No Back-Up Plans

Sarah Shetchman

Sarah Shechtman

Vocal Pedagogy

No Back-Up Plans

From as long as I can remember, I was always singing. My earliest memory was when I was a toddler and my mother was studying for the bar exam. My grandmother would take me out for long walks where she would sing a song called "Daisy Bell." She would teach me the song by singing the first few words of the line, and then she would wait for me to finish.

“Daisy Daisy,
Give me your answer, do!
I’m half crazy,
All for the love of you!
It won’t be a stylish marriage,
I can’t afford a carriage,
But you’ll look sweet on the seat
Of a bicycle built for two!”

When I was basically old enough to be allowed into a theater, my parents took me to my first musical: Les Misérables. At age four, I sat through all three hours, focusing intently during the entire show and enthusiastically leaping off of my chair in a standing ovation as the last chord was played. My mother tells me that as soon as I got home, at 11:30 p.m., I demanded a broomstick and immediately began sweeping the floor of the kitchen, singing "Castle On a Cloud" as loudly as I could. The dream started there, and I haven’t stopped dreaming since.

My dreams continued when I started looking at colleges and landed at Boston Conservatory. As soon as I walked through the double doors of 8 Fenway on my first day of orientation, I knew I was home. The faculty welcomed me with open arms, and I grew more as an artist and as a person than I ever thought I would. I graduated with three degrees from the Conservatory: Bachelor of Music in vocal performance, Master of Music in vocal performance, and Master of Music in vocal pedagogy (which I achieved in one year). In my last year at the Conservatory, I was given many opportunities to serve as a student recruiter for the school. This experience sparked a brand-new love that I didn’t even know I had: admissions. In January of 2015, my love for admissions became a full-time job, and I became the new theater and voice representative in the Admissions Office.

As I went through a metamorphosis, changing from student to staff member, the faculty and my fellow staff embraced me and welcomed me into the family. It is a family I cherish every single day.

I know people often think that I exaggerate when I say I have my dream job, but I truly do. While I am still an active performer, I am able to combine my artistic passion and knowledge with the love I have for Boston Conservatory at Berklee. I am given the privilege of traveling the country recruiting and auditioning students whose passion I know quite well.

I love giving information sessions with current students and faculty and watching the applicants’ faces light up as they hear of all the opportunities that they would be able to take part in at the Conservatory. I love seeing an applicant fall in love with Boston Conservatory. I love seeing an applicant become inspired by the faculty as they interact with them during their audition. I love watching an applicant bound out of the room after their musical theater dance call or their contemporary theater ensemble audition, shouting, “That was the most fun I have ever had in an audition!” I love seeing an applicant with their instrument in tow walking proudly into their solo audition. I love seeing an applicant nervously reciting their Shakespeare monologue or their Italian art song seconds before their audition and then proudly exclaiming, “Nailed it!” as they rejoin their anxious parents in the waiting room.  

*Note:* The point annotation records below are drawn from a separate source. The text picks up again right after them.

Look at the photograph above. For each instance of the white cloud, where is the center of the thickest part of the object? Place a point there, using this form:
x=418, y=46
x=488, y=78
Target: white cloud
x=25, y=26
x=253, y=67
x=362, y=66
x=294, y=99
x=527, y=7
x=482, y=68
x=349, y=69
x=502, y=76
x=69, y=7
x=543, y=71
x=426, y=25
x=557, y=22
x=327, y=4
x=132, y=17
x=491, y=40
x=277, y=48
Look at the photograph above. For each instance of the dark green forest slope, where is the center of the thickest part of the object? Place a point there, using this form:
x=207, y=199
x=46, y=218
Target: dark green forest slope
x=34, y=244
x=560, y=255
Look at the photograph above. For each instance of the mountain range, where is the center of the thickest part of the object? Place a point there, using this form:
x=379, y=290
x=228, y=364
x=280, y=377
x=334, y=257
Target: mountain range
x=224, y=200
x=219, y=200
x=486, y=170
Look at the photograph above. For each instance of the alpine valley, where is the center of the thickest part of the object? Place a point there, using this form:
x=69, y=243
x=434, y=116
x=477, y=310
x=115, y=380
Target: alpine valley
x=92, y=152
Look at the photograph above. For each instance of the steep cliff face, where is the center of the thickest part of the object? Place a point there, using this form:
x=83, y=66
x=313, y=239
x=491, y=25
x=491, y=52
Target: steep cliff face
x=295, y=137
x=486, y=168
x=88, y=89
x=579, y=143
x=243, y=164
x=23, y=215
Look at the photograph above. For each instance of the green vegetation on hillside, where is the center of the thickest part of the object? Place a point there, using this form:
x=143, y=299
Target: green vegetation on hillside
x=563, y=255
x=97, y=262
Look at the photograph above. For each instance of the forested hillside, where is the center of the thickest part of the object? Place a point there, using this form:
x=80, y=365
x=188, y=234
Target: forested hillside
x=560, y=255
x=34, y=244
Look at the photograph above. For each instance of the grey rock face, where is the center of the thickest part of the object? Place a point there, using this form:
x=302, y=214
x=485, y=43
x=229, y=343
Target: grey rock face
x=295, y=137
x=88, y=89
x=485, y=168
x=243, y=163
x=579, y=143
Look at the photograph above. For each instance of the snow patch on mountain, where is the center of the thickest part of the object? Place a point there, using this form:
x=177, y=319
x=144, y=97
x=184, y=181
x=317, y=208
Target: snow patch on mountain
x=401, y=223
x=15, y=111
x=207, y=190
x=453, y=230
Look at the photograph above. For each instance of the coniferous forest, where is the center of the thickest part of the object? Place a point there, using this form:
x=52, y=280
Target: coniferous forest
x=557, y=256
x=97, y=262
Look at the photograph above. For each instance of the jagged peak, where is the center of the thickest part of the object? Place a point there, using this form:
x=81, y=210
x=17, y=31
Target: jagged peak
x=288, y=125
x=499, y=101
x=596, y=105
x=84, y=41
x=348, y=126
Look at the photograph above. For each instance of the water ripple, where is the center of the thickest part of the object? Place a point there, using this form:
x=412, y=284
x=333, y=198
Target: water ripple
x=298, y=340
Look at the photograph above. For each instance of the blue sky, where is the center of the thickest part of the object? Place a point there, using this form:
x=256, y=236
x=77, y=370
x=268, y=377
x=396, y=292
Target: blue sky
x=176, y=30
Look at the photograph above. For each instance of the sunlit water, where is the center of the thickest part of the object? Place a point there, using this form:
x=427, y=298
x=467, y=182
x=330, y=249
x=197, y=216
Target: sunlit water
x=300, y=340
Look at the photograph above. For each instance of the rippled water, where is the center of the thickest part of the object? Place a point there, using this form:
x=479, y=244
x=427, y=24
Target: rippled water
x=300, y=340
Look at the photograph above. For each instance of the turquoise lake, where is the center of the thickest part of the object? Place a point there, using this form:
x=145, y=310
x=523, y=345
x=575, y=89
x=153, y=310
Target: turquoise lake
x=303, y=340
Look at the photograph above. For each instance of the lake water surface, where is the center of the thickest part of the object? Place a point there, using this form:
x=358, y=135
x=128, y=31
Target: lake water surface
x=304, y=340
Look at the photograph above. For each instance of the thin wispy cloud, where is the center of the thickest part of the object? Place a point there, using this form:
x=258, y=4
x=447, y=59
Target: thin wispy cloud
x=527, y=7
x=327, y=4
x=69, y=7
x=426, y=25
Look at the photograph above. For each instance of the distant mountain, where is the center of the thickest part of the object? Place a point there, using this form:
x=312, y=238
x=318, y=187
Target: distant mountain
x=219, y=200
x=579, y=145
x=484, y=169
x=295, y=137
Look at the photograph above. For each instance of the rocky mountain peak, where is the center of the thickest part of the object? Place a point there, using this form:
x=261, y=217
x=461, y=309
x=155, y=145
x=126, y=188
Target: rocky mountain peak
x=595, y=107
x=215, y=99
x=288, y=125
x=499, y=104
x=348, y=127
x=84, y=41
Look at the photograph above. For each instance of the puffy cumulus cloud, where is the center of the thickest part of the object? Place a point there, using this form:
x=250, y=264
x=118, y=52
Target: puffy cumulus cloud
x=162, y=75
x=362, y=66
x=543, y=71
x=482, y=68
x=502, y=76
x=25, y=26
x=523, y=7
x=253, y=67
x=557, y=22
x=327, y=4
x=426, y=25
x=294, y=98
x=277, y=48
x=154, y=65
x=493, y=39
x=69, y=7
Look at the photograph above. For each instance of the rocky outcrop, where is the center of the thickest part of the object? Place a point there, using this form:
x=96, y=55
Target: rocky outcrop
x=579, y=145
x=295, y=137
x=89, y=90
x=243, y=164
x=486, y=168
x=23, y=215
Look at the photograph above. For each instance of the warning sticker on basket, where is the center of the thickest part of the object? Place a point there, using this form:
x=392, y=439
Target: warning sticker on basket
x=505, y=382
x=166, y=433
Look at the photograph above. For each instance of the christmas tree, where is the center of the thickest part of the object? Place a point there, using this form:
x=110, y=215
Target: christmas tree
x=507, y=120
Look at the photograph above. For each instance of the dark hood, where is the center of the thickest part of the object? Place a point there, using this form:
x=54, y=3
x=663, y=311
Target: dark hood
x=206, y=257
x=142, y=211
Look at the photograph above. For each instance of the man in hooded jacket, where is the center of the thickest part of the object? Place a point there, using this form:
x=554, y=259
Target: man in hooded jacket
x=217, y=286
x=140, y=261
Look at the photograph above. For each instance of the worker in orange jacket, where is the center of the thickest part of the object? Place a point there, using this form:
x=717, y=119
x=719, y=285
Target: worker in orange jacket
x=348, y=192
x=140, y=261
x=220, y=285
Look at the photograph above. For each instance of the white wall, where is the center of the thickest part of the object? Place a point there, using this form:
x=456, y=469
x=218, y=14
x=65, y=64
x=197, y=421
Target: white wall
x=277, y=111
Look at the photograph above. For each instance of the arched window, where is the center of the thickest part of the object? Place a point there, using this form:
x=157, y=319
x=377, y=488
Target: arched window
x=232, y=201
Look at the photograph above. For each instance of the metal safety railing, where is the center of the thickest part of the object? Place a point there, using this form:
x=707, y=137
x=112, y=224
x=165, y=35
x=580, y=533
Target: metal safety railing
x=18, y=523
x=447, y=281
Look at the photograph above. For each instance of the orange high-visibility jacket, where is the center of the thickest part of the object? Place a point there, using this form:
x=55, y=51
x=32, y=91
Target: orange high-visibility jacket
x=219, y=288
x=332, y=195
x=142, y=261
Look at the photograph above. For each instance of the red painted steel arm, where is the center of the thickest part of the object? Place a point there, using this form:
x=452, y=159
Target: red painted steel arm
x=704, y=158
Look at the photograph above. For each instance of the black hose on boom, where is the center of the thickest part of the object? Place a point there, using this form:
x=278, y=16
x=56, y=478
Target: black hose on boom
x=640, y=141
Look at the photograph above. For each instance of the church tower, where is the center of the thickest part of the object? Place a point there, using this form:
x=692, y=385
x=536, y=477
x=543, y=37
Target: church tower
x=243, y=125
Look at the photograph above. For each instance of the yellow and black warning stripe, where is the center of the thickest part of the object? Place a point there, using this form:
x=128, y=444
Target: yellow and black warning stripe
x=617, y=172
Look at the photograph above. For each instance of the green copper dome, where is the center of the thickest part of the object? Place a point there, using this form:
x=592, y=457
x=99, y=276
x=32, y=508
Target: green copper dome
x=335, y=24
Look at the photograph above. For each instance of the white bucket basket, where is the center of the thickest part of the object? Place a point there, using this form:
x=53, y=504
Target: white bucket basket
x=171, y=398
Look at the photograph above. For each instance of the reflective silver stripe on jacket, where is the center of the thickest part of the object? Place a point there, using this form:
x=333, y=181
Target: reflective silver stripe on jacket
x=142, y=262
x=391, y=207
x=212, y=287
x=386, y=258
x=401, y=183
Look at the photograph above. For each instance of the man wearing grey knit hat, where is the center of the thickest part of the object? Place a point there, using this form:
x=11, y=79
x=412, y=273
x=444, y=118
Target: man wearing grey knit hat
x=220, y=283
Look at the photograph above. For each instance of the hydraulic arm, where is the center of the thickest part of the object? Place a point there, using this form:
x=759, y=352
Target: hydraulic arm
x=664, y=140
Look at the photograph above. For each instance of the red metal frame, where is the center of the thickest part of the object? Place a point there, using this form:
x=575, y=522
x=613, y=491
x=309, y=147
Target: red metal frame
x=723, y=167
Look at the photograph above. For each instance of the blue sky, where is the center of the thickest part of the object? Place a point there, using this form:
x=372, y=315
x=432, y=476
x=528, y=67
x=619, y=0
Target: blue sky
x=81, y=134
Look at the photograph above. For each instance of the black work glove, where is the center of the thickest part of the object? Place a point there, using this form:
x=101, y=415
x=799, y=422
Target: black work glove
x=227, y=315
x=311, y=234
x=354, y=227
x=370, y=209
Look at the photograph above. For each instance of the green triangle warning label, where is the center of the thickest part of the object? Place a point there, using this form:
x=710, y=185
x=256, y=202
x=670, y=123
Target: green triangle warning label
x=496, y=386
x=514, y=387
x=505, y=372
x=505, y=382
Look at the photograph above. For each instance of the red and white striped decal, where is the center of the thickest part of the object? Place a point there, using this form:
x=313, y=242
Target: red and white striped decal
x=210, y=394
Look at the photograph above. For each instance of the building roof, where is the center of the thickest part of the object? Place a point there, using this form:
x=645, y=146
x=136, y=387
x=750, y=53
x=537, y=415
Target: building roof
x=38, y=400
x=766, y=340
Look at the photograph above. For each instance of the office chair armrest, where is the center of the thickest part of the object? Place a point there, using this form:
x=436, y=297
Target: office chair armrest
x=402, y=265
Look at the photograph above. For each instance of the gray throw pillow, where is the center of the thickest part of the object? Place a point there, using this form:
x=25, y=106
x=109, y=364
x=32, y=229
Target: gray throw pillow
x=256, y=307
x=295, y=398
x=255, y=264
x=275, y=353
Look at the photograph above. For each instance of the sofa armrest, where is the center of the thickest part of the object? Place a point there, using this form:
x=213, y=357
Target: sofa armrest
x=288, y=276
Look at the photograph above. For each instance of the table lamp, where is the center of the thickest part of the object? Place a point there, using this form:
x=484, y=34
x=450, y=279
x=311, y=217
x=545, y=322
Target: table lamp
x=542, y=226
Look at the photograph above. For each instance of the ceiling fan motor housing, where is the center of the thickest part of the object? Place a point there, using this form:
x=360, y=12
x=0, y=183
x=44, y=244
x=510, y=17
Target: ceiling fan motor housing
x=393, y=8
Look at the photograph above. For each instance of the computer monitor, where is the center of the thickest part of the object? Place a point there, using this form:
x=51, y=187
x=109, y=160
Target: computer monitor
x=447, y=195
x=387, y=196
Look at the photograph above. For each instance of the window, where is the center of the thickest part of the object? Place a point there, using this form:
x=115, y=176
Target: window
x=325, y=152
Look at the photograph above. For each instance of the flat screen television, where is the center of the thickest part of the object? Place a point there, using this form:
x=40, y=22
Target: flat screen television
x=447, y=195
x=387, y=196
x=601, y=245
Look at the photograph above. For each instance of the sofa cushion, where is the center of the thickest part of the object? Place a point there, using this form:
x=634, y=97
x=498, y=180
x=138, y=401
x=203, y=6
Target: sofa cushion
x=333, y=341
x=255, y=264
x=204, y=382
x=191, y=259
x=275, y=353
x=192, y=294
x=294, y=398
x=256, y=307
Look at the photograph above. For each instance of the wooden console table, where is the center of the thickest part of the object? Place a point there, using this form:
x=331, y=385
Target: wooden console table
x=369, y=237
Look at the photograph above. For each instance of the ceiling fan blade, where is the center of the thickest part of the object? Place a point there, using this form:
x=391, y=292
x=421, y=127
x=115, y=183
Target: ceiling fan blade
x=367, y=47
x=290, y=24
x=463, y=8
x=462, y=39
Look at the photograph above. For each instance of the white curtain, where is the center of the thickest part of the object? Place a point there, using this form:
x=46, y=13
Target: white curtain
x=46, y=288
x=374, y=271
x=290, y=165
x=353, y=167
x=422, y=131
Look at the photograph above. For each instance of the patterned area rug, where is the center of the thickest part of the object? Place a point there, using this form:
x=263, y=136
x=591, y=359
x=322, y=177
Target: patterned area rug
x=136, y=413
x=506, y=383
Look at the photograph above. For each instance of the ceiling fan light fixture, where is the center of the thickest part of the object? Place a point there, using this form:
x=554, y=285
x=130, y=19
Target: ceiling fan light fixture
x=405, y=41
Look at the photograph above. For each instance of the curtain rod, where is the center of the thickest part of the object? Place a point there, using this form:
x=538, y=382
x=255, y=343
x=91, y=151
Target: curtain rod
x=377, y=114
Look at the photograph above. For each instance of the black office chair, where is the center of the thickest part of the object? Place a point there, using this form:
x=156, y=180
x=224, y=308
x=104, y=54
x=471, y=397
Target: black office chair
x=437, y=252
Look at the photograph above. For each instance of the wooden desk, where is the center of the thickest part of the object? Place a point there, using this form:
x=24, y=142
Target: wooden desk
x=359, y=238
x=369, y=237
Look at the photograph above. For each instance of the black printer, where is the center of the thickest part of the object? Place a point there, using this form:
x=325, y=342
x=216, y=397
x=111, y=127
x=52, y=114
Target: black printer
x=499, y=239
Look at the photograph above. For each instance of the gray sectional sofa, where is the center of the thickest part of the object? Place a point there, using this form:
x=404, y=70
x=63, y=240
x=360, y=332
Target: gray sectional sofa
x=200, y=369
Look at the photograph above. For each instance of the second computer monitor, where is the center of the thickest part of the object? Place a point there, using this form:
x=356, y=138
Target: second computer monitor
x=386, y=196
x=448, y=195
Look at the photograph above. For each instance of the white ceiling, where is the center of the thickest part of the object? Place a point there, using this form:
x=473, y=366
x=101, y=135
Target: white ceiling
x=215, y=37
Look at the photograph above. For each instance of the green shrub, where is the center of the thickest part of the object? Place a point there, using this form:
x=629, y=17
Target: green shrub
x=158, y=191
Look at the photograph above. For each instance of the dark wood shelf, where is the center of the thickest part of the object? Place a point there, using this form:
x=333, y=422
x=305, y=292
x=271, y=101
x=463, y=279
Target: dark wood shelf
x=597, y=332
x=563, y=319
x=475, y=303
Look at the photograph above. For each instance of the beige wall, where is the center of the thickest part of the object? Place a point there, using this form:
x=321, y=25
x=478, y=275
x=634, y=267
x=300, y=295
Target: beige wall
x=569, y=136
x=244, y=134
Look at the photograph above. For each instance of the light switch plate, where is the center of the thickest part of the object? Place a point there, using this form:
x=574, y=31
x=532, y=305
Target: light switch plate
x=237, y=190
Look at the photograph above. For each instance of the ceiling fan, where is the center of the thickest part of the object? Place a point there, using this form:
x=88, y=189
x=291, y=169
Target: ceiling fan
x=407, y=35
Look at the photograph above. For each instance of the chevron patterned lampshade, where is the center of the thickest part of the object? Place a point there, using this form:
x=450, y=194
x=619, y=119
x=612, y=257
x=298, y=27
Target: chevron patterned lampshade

And I love seeing an applicant who has completed their audition and has been accepted to the Conservatory come for a visit and turn to their parents and say, “I know this is where I want to be.”

While all of this is a dream to me, I am often faced with the dreaded question: “So this was your back-up plan? You have three degrees in performance, and yet you are an assistant director of admissions?”

It’s hard for me to hide the disappointment and disdain I feel when ever I hear this. I don’t understand why people talk about a "back-up plan" when exploring the idea of getting an education in the arts. I have heard people say to me or others,  "What if you don't make it to the Met or the symphony orchestra or to Broadway? What is your back-up plan?"

To me, life has no back-up plans. You may have a plan in life that takes a different turn or ends up changing, but that's not a "back up." That is just the way your life path takes you. Being the assistant director of admissions was never my back-up plan. It is where my life's journey took me, and I couldn't be happier.